Adam Neumann, meanwhile, is doing fine. Worth an estimated $1.7 billion after his exit, he launched a new real estate startup called Flow in 2022, which received $350 million from Andreessen Horowitz at a $1 billion valuation. He reportedly offered $500 million to buy WeWork back out of bankruptcy. He was rejected.
The Lesson
WeWork is what happens when the story outpaces the spreadsheet for too long. The underlying business — subleasing office space — is real and can be profitable. Regus (now IWG) has operated a similar model since the 1980s and remains a going concern. But WeWork’s mistake was pretending it was a technology company and pricing itself accordingly. Technology companies get 10-20x revenue multiples because software scales with near-zero marginal cost. Real estate does not. Every new WeWork location required signing a new long-term lease, renovating a new space, and hiring new staff. That is an operating business, not a platform.
The other lesson is about governance.
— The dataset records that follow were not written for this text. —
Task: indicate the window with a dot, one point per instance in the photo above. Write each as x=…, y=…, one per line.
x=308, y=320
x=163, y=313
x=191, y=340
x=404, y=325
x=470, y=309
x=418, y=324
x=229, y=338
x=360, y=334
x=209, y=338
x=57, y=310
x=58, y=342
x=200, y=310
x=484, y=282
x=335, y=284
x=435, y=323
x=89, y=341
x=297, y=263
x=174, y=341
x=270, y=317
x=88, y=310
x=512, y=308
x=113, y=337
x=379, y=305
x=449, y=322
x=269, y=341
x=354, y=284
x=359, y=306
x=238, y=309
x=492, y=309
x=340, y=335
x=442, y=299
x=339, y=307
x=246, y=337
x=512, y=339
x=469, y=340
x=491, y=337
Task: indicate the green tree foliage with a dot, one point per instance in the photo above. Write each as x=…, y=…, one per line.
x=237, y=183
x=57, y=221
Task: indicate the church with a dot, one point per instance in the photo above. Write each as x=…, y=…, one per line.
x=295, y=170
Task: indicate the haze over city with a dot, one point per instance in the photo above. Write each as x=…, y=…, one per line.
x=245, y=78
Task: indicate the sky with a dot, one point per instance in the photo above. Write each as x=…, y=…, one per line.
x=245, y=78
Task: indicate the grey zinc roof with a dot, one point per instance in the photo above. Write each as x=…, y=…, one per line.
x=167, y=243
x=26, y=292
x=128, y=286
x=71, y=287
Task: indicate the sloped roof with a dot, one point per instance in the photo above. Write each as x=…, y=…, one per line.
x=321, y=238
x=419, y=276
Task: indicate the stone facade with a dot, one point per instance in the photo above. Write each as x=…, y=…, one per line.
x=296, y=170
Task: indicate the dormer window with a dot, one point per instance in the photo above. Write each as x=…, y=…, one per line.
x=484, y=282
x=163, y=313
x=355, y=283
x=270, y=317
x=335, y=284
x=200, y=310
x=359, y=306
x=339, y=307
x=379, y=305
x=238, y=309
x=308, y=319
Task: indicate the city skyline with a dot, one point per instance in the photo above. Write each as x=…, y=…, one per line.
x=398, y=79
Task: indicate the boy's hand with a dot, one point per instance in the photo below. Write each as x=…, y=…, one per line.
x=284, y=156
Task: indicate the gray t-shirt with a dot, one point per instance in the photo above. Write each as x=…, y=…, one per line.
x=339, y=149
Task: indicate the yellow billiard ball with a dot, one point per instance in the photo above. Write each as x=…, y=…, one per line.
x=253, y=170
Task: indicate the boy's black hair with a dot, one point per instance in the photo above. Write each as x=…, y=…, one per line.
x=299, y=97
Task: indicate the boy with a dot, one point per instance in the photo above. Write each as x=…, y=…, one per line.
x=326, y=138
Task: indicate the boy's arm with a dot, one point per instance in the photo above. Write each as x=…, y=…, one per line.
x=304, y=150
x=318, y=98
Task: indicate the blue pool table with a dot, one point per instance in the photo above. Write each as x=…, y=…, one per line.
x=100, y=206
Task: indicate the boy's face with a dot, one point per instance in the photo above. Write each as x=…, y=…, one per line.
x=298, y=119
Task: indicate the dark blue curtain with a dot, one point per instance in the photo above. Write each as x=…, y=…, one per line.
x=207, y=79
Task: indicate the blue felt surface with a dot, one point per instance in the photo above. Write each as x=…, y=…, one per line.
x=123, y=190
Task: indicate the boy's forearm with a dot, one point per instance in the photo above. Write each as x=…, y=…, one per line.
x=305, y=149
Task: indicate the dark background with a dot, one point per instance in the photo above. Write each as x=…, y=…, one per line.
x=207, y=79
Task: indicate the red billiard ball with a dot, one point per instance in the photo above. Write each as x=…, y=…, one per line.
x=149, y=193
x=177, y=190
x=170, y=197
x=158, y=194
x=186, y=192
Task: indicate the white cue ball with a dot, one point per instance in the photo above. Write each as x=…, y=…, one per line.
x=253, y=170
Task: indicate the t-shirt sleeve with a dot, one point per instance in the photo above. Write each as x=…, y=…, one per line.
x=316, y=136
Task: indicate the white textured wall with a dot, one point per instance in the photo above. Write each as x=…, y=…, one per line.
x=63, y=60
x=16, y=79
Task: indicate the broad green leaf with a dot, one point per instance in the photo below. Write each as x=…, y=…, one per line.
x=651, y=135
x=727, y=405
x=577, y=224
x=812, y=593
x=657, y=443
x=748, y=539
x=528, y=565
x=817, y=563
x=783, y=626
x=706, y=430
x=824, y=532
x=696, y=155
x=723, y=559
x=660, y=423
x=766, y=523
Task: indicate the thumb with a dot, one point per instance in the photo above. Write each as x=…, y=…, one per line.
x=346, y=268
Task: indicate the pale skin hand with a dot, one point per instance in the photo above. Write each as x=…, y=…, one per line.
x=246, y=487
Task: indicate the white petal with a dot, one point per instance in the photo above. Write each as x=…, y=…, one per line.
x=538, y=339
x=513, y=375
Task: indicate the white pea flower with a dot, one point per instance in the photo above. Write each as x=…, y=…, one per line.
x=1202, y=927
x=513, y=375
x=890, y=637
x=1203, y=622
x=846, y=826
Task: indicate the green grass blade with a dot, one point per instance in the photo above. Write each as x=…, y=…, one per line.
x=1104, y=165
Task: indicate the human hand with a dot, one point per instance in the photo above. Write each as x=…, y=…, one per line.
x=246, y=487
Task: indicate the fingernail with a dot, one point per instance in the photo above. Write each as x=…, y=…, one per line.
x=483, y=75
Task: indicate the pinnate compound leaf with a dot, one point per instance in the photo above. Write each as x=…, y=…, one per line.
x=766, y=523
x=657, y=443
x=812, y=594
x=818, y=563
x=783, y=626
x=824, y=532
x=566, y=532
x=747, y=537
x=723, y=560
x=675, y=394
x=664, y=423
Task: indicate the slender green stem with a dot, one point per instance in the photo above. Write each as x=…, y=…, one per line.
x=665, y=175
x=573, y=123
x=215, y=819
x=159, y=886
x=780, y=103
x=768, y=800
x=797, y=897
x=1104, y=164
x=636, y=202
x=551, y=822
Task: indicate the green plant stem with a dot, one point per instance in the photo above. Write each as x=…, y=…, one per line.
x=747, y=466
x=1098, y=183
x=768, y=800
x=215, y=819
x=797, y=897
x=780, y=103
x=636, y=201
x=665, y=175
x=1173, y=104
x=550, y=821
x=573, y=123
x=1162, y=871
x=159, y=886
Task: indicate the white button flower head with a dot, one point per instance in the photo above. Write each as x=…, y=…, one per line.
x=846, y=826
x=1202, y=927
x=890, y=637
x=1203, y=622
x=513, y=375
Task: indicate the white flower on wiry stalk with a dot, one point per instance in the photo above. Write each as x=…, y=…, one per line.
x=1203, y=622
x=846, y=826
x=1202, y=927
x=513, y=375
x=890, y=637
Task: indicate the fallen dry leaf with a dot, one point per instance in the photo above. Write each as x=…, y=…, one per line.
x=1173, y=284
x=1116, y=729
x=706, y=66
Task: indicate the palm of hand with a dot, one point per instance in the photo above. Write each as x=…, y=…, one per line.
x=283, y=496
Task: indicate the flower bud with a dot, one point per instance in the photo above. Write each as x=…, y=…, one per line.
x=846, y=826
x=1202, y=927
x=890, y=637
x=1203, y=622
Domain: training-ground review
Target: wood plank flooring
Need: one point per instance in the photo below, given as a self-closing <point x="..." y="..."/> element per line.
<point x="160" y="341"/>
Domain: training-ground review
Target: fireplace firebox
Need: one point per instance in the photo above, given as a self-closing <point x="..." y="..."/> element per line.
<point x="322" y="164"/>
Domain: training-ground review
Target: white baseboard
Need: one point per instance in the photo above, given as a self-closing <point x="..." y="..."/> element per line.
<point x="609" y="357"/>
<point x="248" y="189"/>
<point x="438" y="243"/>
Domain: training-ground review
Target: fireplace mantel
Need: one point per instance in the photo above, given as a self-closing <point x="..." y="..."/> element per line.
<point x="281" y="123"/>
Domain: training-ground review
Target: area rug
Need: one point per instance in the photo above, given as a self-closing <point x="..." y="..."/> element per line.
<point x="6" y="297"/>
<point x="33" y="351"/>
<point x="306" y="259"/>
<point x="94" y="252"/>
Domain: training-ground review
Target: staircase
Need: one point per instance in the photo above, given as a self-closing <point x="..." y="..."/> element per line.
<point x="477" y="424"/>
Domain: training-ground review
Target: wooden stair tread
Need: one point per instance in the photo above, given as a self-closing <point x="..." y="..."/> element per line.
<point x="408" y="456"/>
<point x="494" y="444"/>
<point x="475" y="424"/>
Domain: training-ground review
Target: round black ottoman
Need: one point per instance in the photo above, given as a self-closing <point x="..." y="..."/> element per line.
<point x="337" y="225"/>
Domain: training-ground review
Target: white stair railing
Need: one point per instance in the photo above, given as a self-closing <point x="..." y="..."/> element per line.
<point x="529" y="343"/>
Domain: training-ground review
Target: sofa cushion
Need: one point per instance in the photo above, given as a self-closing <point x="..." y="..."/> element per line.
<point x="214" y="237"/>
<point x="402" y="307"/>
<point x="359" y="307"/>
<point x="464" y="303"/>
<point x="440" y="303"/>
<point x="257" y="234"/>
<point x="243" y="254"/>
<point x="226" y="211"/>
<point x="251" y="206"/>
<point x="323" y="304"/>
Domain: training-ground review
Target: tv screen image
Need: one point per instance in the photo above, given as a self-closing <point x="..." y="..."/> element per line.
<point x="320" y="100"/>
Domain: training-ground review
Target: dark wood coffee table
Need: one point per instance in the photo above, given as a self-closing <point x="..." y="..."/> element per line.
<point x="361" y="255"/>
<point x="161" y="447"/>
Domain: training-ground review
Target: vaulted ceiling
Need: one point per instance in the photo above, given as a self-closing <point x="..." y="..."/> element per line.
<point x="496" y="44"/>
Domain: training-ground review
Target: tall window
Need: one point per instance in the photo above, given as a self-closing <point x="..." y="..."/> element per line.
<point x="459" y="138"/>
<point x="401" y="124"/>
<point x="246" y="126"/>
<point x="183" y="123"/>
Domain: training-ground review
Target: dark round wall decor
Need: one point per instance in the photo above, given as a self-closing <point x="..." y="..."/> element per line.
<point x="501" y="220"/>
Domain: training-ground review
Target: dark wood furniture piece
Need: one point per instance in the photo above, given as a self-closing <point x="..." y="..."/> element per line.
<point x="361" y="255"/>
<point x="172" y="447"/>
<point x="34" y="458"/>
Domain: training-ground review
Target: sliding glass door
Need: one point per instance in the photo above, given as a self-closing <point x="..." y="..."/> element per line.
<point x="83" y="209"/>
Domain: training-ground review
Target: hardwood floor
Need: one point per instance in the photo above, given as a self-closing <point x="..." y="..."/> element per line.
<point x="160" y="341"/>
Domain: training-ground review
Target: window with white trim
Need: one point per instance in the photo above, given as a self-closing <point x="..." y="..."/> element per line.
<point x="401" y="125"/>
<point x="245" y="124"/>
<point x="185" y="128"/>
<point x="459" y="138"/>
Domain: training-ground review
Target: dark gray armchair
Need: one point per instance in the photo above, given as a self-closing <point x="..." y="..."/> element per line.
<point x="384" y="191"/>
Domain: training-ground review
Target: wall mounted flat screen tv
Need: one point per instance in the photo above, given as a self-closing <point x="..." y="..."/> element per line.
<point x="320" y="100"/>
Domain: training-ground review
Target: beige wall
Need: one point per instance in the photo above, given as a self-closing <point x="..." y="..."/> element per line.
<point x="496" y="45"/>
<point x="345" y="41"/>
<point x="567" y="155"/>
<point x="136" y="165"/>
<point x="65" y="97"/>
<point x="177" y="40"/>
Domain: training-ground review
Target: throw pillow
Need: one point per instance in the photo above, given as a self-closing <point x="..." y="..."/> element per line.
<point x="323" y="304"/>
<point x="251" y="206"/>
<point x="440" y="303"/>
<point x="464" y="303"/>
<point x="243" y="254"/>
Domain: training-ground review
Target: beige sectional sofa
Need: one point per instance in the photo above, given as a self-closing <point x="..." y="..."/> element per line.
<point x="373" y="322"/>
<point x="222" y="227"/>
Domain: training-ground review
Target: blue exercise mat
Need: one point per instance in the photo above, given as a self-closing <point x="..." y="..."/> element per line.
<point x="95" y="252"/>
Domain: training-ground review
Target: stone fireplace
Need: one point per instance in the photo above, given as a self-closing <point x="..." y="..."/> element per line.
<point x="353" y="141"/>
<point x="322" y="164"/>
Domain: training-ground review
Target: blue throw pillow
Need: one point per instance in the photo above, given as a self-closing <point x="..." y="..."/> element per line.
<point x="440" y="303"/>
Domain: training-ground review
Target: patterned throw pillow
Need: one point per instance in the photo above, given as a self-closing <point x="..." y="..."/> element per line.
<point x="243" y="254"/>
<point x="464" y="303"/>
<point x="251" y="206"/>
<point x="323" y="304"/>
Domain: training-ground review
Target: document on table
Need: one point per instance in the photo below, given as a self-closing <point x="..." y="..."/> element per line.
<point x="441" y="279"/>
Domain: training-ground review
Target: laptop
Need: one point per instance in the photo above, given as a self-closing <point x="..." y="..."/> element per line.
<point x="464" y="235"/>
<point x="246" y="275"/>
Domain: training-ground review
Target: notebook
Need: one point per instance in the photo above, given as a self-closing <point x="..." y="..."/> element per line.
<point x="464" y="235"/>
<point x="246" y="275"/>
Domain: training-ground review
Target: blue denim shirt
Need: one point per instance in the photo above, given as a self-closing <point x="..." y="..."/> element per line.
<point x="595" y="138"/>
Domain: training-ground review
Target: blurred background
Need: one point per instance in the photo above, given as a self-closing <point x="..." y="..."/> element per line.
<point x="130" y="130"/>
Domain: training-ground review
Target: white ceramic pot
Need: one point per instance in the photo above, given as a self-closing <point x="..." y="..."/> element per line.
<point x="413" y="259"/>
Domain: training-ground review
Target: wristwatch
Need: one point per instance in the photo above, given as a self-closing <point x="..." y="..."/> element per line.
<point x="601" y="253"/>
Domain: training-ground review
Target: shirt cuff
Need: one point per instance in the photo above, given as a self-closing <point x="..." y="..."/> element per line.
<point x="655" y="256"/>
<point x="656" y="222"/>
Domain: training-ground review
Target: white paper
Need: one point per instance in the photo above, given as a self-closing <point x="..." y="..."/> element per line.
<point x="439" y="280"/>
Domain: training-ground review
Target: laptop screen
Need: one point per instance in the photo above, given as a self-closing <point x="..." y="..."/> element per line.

Adam Neumann had supervoting shares, a hand-picked board, and no meaningful check on his behavior. He flew on a $63 million jet. He smoked weed on a different private jet. He surfed during work emergencies. He reportedly told employees he wanted to be the world’s first trillionaire, to become president of the world, and to live forever. When these are the ambitions of your CEO and nobody on the board is empowered to say “absolutely not,” the outcome is predictable. Charisma without accountability is just a more entertaining way to lose $14 billion.